Judy handed him the rod and watched as they started for the bow.
“ Wolfe,” Judy called after the captain.
“ Yes.” He turned back to face her.
“ Where is Rick now?” She didn’t know why she wanted to know.
“ He’s visiting a friend in L.A.”
“ Christina Page?”
“ I wouldn’t know. All I do know,” he said, with an unmistakable twinkle in his eyes, “is that he called and asked how you and J.P. were doing.” He paused for a second, as if in thought. “Oh yeah, and he told me he’d be back soon.”
“ Thank you.”
“ It’s nothing,” the captain said, dodging a fisherman on his way to the bait tank.
“ Oh, Captain,” she called again.
“ Yes.”
“ Why didn’t he call me if he wanted to know how we were?”
“ That’s a good question.” He smiled his answer, then with a wave, he left and went back to the front of the boat, leaving Judy to ponder what he’d said.
She suspected that Rick was staying with Christina Page. Christina was one of his old bootleg cronies and bootleg cronies stuck together.

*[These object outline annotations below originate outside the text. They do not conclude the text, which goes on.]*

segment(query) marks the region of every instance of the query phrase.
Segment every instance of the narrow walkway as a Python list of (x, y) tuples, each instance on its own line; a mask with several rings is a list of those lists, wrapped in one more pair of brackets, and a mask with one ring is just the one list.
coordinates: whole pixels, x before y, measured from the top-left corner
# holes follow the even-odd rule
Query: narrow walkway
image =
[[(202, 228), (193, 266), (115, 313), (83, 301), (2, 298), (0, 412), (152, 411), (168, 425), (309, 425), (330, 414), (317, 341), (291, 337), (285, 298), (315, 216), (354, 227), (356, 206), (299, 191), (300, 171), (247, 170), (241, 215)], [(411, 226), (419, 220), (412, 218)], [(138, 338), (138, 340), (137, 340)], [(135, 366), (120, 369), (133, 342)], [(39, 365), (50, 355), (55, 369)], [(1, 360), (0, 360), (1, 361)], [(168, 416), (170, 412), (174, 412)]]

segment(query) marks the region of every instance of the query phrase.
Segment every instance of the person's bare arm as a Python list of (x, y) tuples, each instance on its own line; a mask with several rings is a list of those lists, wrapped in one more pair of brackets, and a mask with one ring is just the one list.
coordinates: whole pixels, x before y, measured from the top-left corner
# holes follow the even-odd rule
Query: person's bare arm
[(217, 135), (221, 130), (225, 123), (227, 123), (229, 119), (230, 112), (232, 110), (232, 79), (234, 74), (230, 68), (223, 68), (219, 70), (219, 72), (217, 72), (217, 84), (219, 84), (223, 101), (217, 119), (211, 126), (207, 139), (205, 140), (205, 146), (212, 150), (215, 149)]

Having been married to one of them, Judy knew about Rick’s four big customers: Evan, the Rolling Stones collector in New York; her ex-husband, Tom, the Led Zeppelin collector in Toronto; Danny, the Bob Dylan collector in New Orleans; and Christina Page, the Beatle collector in Long Beach.
She stopped her reminiscing and made her way to the galley to replace the spilled coffee. She took the steps down to the galley, bouncing through the door, smiling at the old men playing poker in one of the four booths.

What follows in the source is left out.